Hardware : Linksys NSLU2
Revision : 0000
Serial : 0000000000000000

So far I’ve installed an NFS server so I can actually use the device for network storage without having to mess with Samba. I’ve also bought a cheap USB webcam so I can experiment with having an Internet-connected webcam, possibly with streaming video. The possible uses for a silent Linux system with USB ports are almost endless…

A tip for Buffalo WYR-G54 owners

Monday, September 26th, 2005

The Buffalo WYR-G54 is a wireless router which eBuyer (probably others too) are selling really cheaply at the moment. Something many people (myself included) like to do with wireless networks is disable SSID broadcasts; this makes the network more difficult for people to detect unless they already know the SSID (no, security through obscurity is never the answer, but it helps).

In the manual there is a screenshot showing an “enable SSID broadcast” option. This option actually doesn’t exist either in the original firmware I got with my router or in the latest firmware. However, it is still possible to disable SSID broadcasts with a bit of effort:

  1. Use the web interface to save the router settings to a file
  2. Open the file (admcfg.cfg) and look for the ‘[533004:Broadcast SSID]‘ option (near the bottom)
  3. Simply change ‘yes’ to ‘no’
  4. Use the web interface to restore the settings from the file you just edited
  5. The router reboots and that’s it: no more SSID broadcast

Quite why Buffalo felt the need to remove the option from the web interface I can’t imagine…

While I’m moaning about Buffalo, I’ll also mention the fact that the web server on the device can’t cope with browsers that implement HTTP pipelining (this includes Mozilla & Firefox at least). While it basically works, pages take AGES to load, you end up with the server serving files other than the ones requested and you have to re-start the browser after you’ve done a form POST before the server will talk to you again. I dream of the day that people who only test their products with IE will get what’s coming to them…

But for £29.34 I guess I shouldn’t really complain too loudly…

Whinging about wireless

Thursday, August 25th, 2005

It never ceases to amaze me how long it can still take to get something as simple as a wireless card working under Linux. Today I got a super-cheap Safecom SWLC-54108 54Mbit card to replace my old Netgear MA401 11Mbit card, which plugs-and-plays in Linux.
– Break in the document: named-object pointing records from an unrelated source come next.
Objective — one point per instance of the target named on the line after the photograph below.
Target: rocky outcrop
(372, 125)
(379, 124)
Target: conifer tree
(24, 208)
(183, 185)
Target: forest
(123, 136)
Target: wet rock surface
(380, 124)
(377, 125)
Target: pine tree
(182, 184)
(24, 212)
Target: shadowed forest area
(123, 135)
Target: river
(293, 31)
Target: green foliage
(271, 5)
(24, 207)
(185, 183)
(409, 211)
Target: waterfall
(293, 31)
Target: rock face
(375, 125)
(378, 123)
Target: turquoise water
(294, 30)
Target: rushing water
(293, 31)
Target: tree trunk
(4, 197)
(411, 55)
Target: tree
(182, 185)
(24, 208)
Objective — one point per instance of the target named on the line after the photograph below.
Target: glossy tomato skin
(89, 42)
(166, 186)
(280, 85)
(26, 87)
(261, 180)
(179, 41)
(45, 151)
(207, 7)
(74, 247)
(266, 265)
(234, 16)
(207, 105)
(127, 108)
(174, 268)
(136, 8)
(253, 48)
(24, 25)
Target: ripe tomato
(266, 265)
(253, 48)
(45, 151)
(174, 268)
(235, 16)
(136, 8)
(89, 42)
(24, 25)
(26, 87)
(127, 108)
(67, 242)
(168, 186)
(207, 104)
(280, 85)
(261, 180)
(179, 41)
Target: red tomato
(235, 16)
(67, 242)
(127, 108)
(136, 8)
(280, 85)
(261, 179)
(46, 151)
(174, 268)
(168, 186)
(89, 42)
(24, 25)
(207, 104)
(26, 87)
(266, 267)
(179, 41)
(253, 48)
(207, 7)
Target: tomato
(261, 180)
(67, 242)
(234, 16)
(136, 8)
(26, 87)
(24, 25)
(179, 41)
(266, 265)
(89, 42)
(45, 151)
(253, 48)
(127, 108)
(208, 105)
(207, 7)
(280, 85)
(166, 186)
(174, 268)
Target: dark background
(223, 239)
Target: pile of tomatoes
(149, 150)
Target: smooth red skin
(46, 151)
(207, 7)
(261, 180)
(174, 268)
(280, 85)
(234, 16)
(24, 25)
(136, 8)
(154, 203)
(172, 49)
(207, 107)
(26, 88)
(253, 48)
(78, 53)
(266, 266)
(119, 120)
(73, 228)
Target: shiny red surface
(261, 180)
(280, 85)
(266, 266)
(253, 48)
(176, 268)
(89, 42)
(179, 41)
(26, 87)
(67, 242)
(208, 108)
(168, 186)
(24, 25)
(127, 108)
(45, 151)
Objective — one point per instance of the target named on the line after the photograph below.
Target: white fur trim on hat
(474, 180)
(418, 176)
The new card, predictably, wasn’t quite so easy to get going. In fact, it took 5 hours of messing about. That’s right: 5 hours to get a wireless network card working.
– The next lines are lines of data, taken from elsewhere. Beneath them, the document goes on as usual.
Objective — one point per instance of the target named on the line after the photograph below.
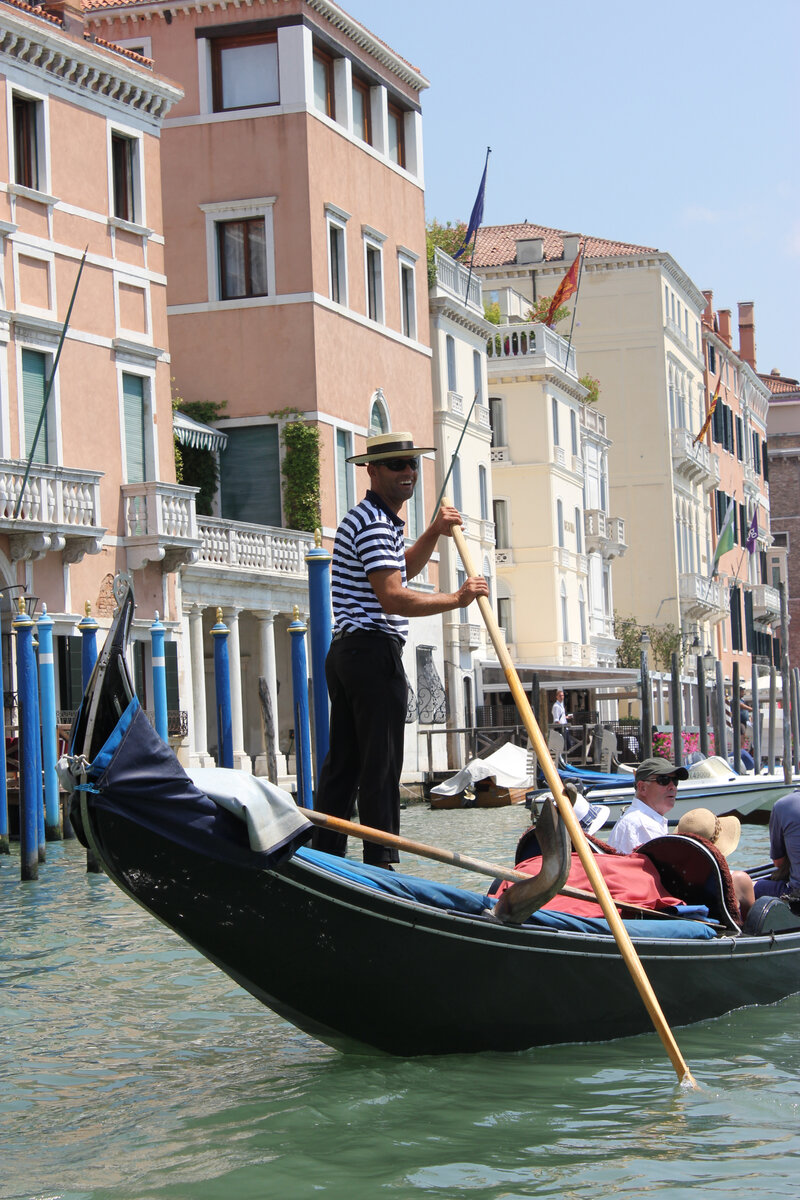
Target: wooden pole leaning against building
(786, 684)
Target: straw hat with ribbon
(722, 832)
(389, 445)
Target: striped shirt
(368, 539)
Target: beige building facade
(638, 334)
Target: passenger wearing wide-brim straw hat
(722, 832)
(389, 445)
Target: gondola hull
(360, 970)
(366, 969)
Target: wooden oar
(453, 858)
(573, 828)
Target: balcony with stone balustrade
(59, 510)
(528, 346)
(252, 549)
(160, 525)
(767, 603)
(693, 461)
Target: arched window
(379, 414)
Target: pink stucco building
(80, 168)
(295, 261)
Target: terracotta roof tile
(34, 10)
(781, 385)
(497, 245)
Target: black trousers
(367, 687)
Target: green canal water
(130, 1069)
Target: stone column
(241, 761)
(199, 754)
(268, 671)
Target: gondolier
(364, 669)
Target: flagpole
(575, 306)
(469, 276)
(452, 457)
(49, 389)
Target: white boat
(714, 785)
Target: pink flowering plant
(691, 742)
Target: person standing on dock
(364, 669)
(656, 786)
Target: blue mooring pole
(319, 600)
(300, 695)
(4, 781)
(49, 733)
(220, 634)
(88, 629)
(160, 678)
(30, 795)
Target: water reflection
(130, 1068)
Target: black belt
(341, 634)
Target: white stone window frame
(47, 345)
(373, 241)
(41, 193)
(134, 366)
(337, 219)
(136, 137)
(348, 467)
(44, 256)
(133, 335)
(407, 261)
(238, 210)
(205, 79)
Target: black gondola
(367, 959)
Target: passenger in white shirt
(656, 786)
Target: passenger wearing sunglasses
(656, 786)
(372, 605)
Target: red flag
(566, 288)
(704, 429)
The card is based on the acx111 chipset which is supported by the acx100 driver. I’ll go through the steps I took to get it working under Kubuntu Breezy (should be the same process for other distros too), to hopefully save someone else 5 hours of their life. This process should also apply to the PCI & USB versions of the card.

The first step is to download a CVS snapshot of the acx100 driver. But don’t get the latest one, as this won’t work. After lots of trial-and-error I got the card working reliably using the 20050810 snapshot (others may work, but I haven’t tried them).
This now needs to be compiled – follow the instructions in the README for building-out-of-tree (or in-tree if you prefer, but out-of-tree is easier), ensuring you have your kernel headers or source available. If you’re building in-tree do modules_install else copy the modules (everything .ko) into your kernel modules directory tree – maybe /lib/modules/2.6.xx/kernel/drivers/net/wireless/. Don’t follow the instructions for doing modules_install if you’re building out-of-tree – it doesn’t put them in the right place.
When the driver is loaded, it has to upload firmware into the card to make it work (I’d sure like to meet whoever decided doing this was a good idea). You’ll need to get the firmware package. But don’t use the latest firmware (acx_111_2.3.1.31) as this doesn’t work… you need to use acx111_1.2.1.34 – copy the files from this directory into wherever hotplug keeps it’s firmware in your distro ([K]Ubuntu keeps it in /lib/hotplug/firmware/).

That’s it. Now you just need to configure the card using your distro’s network config tool, or by manually editing the appropriate file. I found that the card wouldn’t work unless I specified the channel and mode for some reason, but YMMV.